Молодой человек молчал и нетерпеливо посматривал в окно, выходившее на берег моря, которое, казалось, необычайно интересовало его.
– Да, кстати, раз мы уже заговорили о Вилице, – непринужденно заметила княгиня. – Скажи мне, ведь теперь, по достижении совершеннолетия, ты, конечно, сам будешь управлять своими имениями?

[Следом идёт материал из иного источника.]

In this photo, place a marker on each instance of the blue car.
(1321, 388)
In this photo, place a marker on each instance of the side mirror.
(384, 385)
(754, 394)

Когда ты думаешь переехать туда?
– Мой отъезд был назначен на будущую весну, – рассеянно проговорил Вольдемар, все еще смотревший в окно. – Зиму я хотел еще пробыть у дяди; но теперь, вероятно, все изменится, так как я собираюсь поступать в университет.
– Это решение я могу только одобрить; я никогда не скрывала от тебя, что нахожу воспитание, данное тебе твоим опекуном, слишком односторонним.
– Я все-таки хотел бы раньше побывать в Вилице, – проговорил Вольдемар, – так как с детства не был там. Ты, вероятно, долго пробудешь в Раковице?
– Не знаю, в настоящее время я в любом случае приму предложение брата приютить у себя меня и сына, а дальше будет видно, долго ли нам придется пользоваться его благодеянием.
– Приютить… благодеяние… что это значит, мама?
Губы княгини слегка вздрогнули, но ее лицо оставалось совершенно спокойным, когда она ответила:
– До сих пор я от всех скрывала наши отношения и предполагаю поступать так и в будущем; перед тобой я не могу, да и не хочу делать из этого тайну. Да, я вынуждена искать пристанища у брата. Как ты знаешь, я последовала за своим вторым мужем в изгнание и десять лет разделяла его с ним; все это поглотило наше состояние; все наши доходы исчерпаны. Ты, конечно, понимаешь, чего мне стоит открыть это тебе, и что я никогда не сделала бы этого, если бы речь шла обо мне одной. Но Лев только начинает жизнь; я не боюсь, что он будет терпеть бедность и лишения, но боюсь унижения, которого он не вынесет. Судьба вручила тебе громадное состояние, ты можешь неограниченно распоряжаться им. Вольдемар, я поручаю будущее твоего брата твоему великодушию.
– И это ты говоришь мне только сегодня? Почему я раньше не знал этого? – горячо воскликнул Вольдемар.
– А что бы ты ответил мне, если бы я при первом свидании сделала тебе такое открытие?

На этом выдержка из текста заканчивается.